Floriano, que trabalhou como motorista na Secretaria de Saúde do Estado de São Paulo (SES), realizou o tratamento contra o câncer no Centro de Atendimento Médico-Ambulatorial (Ceama) de Araçatuba, unidade do Iamspe. Após superar a doença, decidiu investir em atividades que proporcionassem mais qualidade de vida e bem-estar, resgatando um interesse que surgiu ainda na infância: o ciclismo.
Aos 56 anos, em 2017, começou a participar de competições. No entanto, naquele mesmo ano, enfrentou um novo desafio ao ser diagnosticado com hérnia de disco. Segundo ele, as dores eram intensas e limitavam até atividades simples do dia a dia.
“Eu não conseguia andar, não conseguia nem me deitar. Optei pelo tratamento de bloqueio com a aplicação de medicamentos na coluna. Depois de uns quatro meses, consegui voltar a pedalar”, relembra.
Pouco tempo depois, Floriano iniciou a preparação para provas de Audax, modalidade de ciclismo de longa distância que exige resistência física e preparo emocional. Nessas competições, os participantes percorrem trajetos que variam entre 200 e 600 quilômetros dentro de um tempo determinado, passando por pontos de controle onde recebem água e alimentação.

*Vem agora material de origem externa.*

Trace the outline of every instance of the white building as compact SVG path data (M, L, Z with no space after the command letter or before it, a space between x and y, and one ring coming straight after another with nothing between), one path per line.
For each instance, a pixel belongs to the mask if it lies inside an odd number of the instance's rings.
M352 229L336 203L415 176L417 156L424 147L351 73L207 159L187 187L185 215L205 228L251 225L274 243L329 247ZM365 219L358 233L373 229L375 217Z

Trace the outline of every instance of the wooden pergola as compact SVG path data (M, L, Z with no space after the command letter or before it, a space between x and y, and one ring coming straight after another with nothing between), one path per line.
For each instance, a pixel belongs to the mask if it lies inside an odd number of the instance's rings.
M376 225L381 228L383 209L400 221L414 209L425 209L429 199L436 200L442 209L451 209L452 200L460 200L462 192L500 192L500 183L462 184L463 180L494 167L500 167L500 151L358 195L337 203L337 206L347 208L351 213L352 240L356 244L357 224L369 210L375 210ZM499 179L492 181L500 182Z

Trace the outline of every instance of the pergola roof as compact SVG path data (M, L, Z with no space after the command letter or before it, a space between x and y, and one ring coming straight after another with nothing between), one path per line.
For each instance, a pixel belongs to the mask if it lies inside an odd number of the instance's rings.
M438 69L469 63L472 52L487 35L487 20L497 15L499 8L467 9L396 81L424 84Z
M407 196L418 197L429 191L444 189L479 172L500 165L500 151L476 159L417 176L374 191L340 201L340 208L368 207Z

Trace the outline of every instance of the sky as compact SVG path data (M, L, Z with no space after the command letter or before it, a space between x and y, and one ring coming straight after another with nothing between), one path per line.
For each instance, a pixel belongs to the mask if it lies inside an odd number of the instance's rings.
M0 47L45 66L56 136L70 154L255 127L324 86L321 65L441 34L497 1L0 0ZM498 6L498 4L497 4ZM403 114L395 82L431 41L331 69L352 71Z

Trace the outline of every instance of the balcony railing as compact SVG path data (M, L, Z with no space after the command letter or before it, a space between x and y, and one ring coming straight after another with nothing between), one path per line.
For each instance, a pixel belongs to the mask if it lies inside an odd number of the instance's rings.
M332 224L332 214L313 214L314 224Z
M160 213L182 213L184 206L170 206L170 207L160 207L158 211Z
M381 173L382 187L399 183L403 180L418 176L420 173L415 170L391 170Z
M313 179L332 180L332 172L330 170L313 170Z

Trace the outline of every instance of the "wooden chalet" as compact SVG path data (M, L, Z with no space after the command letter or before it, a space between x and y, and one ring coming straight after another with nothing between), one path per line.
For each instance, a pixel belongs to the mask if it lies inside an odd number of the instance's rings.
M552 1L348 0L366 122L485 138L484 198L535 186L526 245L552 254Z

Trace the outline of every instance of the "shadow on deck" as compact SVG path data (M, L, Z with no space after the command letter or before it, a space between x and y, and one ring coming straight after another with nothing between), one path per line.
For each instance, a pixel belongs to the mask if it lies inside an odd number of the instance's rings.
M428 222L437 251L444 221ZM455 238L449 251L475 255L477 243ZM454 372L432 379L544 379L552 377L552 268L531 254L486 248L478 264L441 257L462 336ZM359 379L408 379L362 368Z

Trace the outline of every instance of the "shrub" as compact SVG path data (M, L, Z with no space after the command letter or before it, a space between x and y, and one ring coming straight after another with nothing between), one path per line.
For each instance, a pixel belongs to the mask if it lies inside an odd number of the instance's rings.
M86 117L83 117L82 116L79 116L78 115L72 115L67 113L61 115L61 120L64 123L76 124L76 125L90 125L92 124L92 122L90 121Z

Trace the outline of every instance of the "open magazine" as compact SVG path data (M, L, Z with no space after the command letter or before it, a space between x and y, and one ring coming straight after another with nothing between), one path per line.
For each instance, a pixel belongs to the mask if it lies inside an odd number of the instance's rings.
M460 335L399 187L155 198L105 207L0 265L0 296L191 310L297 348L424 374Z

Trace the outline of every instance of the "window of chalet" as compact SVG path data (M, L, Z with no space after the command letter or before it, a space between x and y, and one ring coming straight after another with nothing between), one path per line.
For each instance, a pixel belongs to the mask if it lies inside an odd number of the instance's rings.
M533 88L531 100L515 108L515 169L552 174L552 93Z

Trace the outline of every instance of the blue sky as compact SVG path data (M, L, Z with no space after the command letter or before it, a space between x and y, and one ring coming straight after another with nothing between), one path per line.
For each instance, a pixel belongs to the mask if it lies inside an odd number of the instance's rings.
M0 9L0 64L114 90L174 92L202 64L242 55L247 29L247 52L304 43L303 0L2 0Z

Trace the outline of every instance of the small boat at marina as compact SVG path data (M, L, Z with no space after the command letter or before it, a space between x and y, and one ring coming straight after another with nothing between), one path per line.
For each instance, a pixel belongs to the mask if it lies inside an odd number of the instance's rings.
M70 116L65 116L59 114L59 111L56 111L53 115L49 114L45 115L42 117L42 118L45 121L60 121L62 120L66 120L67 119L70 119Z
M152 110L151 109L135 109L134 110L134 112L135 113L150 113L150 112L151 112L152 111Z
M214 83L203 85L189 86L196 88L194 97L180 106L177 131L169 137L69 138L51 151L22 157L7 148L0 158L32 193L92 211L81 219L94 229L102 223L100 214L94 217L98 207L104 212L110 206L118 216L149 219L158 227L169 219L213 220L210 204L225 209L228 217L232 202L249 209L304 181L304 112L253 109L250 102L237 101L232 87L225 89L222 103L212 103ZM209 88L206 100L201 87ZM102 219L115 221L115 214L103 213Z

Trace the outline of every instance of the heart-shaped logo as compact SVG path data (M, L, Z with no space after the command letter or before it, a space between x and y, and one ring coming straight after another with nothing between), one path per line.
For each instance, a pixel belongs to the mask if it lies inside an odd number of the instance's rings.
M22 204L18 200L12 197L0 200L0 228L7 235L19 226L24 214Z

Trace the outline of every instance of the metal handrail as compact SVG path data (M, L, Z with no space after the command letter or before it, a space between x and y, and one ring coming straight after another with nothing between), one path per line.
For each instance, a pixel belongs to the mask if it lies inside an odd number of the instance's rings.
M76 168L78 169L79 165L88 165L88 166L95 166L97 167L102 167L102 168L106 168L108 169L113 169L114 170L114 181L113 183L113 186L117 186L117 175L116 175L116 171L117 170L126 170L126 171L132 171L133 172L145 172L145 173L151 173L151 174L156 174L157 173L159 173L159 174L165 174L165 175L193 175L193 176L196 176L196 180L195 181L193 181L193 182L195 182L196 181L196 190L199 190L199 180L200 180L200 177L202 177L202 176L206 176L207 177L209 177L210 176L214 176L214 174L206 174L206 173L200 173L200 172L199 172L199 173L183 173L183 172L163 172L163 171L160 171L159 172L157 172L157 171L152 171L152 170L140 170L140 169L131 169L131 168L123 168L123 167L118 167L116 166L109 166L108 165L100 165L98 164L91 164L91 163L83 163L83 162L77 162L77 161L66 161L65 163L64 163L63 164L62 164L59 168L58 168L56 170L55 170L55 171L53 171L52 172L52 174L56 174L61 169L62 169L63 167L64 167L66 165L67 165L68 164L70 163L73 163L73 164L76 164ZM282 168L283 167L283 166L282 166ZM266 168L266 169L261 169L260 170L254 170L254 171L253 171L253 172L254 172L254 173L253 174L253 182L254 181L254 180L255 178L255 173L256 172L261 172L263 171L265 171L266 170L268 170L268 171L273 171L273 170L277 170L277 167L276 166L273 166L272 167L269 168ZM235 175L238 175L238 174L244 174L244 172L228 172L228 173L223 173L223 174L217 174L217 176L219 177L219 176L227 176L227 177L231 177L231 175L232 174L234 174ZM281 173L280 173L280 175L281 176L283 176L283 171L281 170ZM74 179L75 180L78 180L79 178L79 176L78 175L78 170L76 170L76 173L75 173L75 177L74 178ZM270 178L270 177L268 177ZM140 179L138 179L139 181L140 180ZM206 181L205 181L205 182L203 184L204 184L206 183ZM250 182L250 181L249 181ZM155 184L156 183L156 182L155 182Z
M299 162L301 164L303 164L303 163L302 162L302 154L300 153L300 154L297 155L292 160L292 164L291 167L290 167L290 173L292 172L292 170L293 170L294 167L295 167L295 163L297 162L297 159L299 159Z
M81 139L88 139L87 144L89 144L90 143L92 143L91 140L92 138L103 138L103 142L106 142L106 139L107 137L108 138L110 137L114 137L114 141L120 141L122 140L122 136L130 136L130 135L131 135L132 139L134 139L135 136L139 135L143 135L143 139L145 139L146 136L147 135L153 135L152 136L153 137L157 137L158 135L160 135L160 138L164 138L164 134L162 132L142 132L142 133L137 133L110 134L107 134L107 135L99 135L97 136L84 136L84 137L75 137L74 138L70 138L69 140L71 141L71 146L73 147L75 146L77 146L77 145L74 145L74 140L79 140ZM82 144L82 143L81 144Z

“Costumo dizer que a sensação de completar uma prova dessas só quem pedala entende. É uma emoção muito grande. Todas são especiais, principalmente as de longa distância”, conta.

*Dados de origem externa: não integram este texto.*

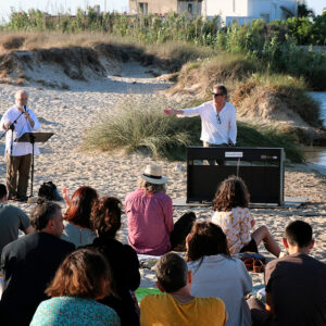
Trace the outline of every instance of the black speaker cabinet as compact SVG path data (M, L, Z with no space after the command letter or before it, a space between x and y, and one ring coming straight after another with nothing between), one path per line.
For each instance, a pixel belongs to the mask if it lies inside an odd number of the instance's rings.
M189 147L187 149L187 202L210 202L217 186L230 175L241 177L251 203L284 203L284 149ZM208 161L215 163L210 165Z

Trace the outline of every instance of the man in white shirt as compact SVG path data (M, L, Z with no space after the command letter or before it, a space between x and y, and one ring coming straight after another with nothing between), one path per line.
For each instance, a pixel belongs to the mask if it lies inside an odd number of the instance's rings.
M0 128L8 130L5 160L9 199L18 201L27 200L33 146L30 142L16 142L15 139L39 128L39 122L35 113L27 108L27 101L28 93L25 90L18 90L15 93L15 105L5 111L0 122ZM35 154L39 153L37 145L34 147L34 152Z
M236 108L226 102L227 89L223 85L213 87L213 100L192 109L167 108L165 114L201 117L201 137L204 147L234 146L237 140Z

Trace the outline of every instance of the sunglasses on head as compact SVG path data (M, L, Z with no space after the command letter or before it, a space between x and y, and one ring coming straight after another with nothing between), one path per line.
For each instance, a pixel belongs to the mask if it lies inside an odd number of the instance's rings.
M212 95L213 95L214 97L223 97L223 96L224 96L223 92L214 92L214 91L212 91Z

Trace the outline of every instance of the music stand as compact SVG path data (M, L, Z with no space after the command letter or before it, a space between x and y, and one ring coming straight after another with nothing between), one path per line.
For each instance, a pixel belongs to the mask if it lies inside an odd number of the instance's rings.
M34 145L35 142L46 142L53 133L25 133L20 138L15 139L16 142L30 142L32 143L32 171L30 171L30 195L33 197L33 183L34 183Z

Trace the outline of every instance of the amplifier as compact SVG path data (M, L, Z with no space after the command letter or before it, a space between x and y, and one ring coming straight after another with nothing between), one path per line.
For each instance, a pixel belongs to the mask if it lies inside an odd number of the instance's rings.
M208 161L220 165L210 165ZM221 181L230 175L243 179L251 203L284 203L283 148L189 147L187 202L210 202ZM212 163L211 163L212 164Z

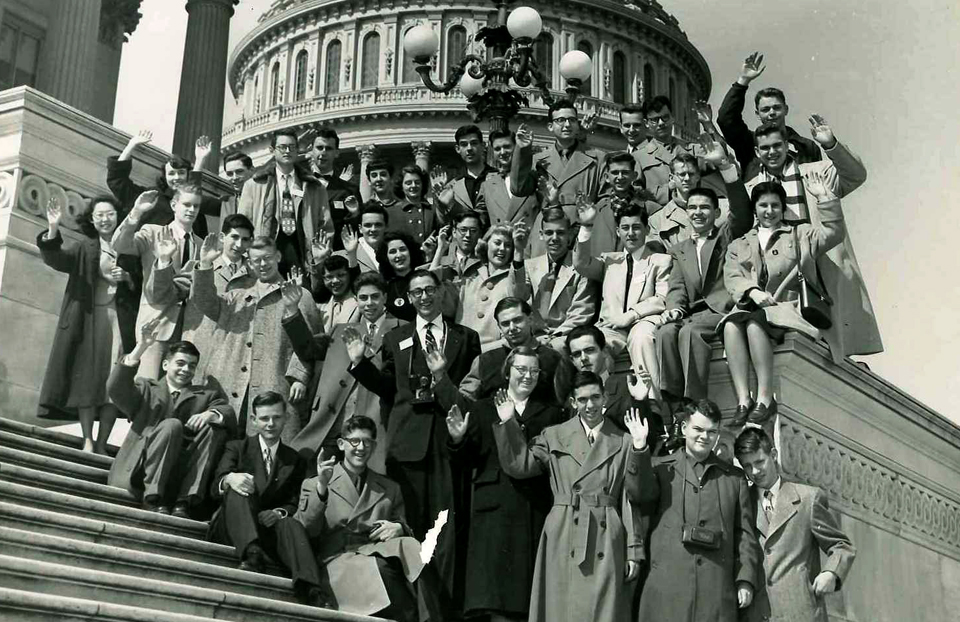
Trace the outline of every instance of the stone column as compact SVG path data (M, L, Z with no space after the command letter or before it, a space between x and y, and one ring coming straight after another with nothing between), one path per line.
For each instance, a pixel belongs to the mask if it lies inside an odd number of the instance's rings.
M198 136L213 141L207 170L216 172L223 131L223 93L227 83L230 18L240 0L187 0L186 45L180 73L180 98L173 152L192 159Z
M55 3L56 10L44 39L37 88L63 103L93 110L93 83L97 63L97 34L101 0Z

Em 2018, ele completou pela primeira vez uma série completa de Audax, composta por provas de 200, 300, 400 e 600 quilômetros, conquistando o título de ciclista autossuficiente — reconhecimento dado aos atletas que conseguem concluir os percursos sem apoio externo. Desde então, acumulou oito provas de 200 quilômetros, três de 300 quilômetros, uma de 400 e outra de 600 quilômetros, além de medalhas obtidas em trilhas.

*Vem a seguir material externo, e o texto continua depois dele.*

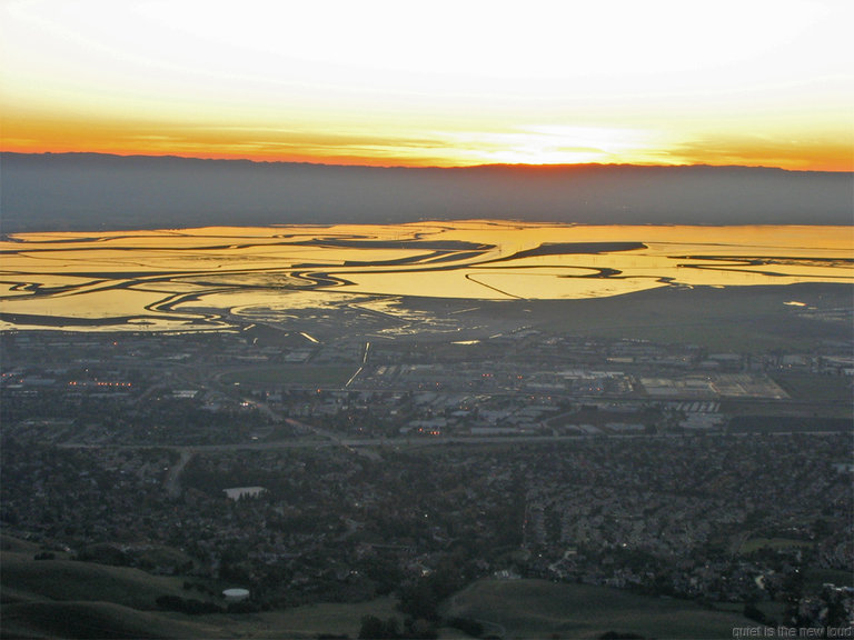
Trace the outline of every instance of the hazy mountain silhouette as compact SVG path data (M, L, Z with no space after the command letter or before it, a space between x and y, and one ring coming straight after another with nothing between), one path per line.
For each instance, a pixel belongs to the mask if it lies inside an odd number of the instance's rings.
M747 167L341 167L2 153L0 230L408 222L851 224L853 174Z

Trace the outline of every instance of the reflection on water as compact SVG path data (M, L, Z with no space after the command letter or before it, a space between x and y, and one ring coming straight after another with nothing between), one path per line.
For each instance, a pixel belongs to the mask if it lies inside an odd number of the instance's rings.
M656 287L854 282L848 227L399 226L21 233L0 328L210 330L366 296L578 299Z

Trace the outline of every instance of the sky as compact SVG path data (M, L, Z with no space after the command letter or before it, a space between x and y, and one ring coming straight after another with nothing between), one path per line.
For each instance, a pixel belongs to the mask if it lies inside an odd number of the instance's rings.
M854 170L850 0L0 0L4 151Z

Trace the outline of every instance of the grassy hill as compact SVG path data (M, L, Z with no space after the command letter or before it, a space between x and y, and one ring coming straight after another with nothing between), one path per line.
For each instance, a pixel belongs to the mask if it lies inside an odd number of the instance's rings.
M34 560L38 547L4 539L0 554L0 638L356 638L361 618L403 622L395 600L319 603L254 614L185 616L157 610L160 596L197 597L181 578L66 559ZM736 612L604 587L545 580L481 580L455 594L445 616L480 621L503 638L732 638L755 626ZM440 638L459 638L443 629Z
M734 628L756 626L685 600L545 580L481 580L454 596L446 614L476 619L505 638L732 638Z
M112 602L3 606L0 638L234 638L219 624Z

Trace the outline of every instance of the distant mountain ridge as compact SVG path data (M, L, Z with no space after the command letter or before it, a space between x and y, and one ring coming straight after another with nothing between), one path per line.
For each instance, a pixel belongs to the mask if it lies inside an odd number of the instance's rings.
M630 164L379 168L0 154L0 231L512 219L852 224L854 173Z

Para o ciclista, o espírito de companheirismo é um dos principais aspectos das competições. Segundo Floriano, nas provas de longa distância não há foco apenas em quem chega primeiro. “Todos que completam são vencedores. Existe muito companheirismo. Quando a gente chega, forma-se um corredor de aplausos. É uma sensação indescritível”, afirma.
Atualmente, Floriano segue em acompanhamento médico no Iamspe e se prepara para participar de uma nova competição prevista para o segundo semestre de 2026.
A história também reforça a importância da prevenção e do diagnóstico precoce do câncer. O tema ganha destaque no Dia Mundial da Luta Contra o Câncer, celebrado em 8 de abril, data que busca conscientizar a população sobre a necessidade de exames regulares e da adoção de hábitos saudáveis para a manutenção da saúde.